However, my normal British Sports bias put to one side, my current number one dream car is a Mercedes SL300 Gullwing:

http://www.germancarzone.com/237616-post4.html


----------



## Sukerkin (Oct 29, 2009)

*Jdokan*, you have to upload your images to a hosting service before you can link to them.  You can upload them to your alloted image space here at MT if you wish or use something like Picasa 3.


----------



## Sukerkin (Oct 29, 2009)

Corvette is a broad church, Omar.  Which one?  I'd go for a C1 or an '71 Stingray (C3) myself.

http://www.corvetteblogger.com/images/content/040207_1.jpg

http://www.tomhenryracing.com/toys/images/lt1/555.48.jpg


----------



## Omar B (Oct 29, 2009)

True true.  My uncle in Canada died and left my aunt a nice yellow Stingray, I'm not sure of the year but it looks to be a 71 from my untrained eye.  

I'm always interested in the latest and greatest though so for me it'll be the C6.


----------



## Sukerkin (Oct 29, 2009)

{jealous of the Stingray inheritance }

Apparently the C6 has shown some promise of actually being a half way decent sports car. 

I don't mean this to sound as awful as it is going to but American cars are generally awful when measured against the performance criteria we like over here in Europe.

The C6 is supposed to actually be able to be handle corners without either going straight on or snap-oversteering into a tree - I saw a review on it a while back (Top Gear) and the major criticism was the 'cheap' finish (e.g. plastic body panels you can push in with your finger) but there was a general sense of a real improvement.

This is not the review I saw but it is a good one (until the end anyway :lol: ):

http://www.metacafe.com/watch/364093/top_gear_corvette_c6_z06/

Another one:


----------



## Xue Sheng (Oct 29, 2009)

Sukerkin said:


> Nice Porsche Xue!
> 
> However, my normal British Sports bias put to one side, my current number one dream car is a Mercedes SL300 Gullwing:
> 
> http://www.germancarzone.com/237616-post4.html


 
Nice SL 300 Gullwing, I always liked the SL 300 myself



Omar B said:


> Damn right Xue!
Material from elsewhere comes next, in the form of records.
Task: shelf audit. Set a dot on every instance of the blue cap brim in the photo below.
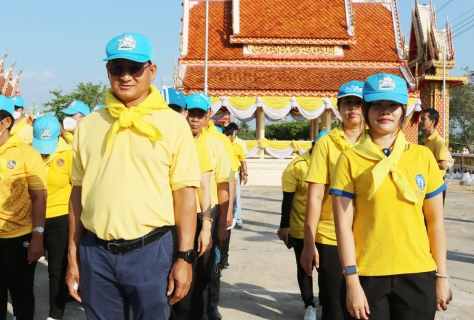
(128, 56)
(370, 97)
(45, 146)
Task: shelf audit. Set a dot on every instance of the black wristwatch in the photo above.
(189, 256)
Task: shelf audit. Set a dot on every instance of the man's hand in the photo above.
(35, 248)
(179, 280)
(205, 238)
(73, 279)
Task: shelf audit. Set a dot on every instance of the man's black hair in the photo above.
(432, 115)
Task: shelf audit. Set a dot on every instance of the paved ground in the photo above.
(261, 281)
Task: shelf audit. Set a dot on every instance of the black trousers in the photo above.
(56, 243)
(400, 297)
(305, 282)
(195, 304)
(17, 277)
(330, 280)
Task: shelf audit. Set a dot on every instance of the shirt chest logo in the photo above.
(11, 164)
(420, 182)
It's all about American muscle ... even though my daily driver is a very civilized Lexus sedan. One of these days though I'm gonna get myself a Corvette.


 
Back when I was a mechanic I drove a Vette (older Vette) or 2 and I have to be honest they looked cool but it was like driving in a moving tunnel and after that I never wanted one.... however if someone wanted to give me one of these I wouldn't mind


----------



## Omar B (Oct 29, 2009)

Sukerkin said:


> {jealous of the Stingray inheritance }
> Apparently the C6 has shown some promise of actually being a half way decent sports car.
> I don't mean this to sound as awful as it is going to but American cars are generally awful when measured against the performance criteria we like over here in Europe.
> The C6 is supposed to actually be able to be handle corners without either going straight on or snap-oversteering into a tree - I saw a review on it a while back (Top Gear) and the major criticism was the 'cheap' finish (e.g. plastic body panels you can push in with your finger) but there was a general sense of a real improvement.
> ...



No inheritance bud.  He's been dead since the 80's and it's been parked and covered in a barn since then (very cinematic, I know).  Besides, they've got 2 sons ahead of me who would love to get their hands on it.  

As for the handling, the C6 corners OK.  Not something that would bother me, I drove a Mitsubishi Montero for years so I know about things that don't corner well.


----------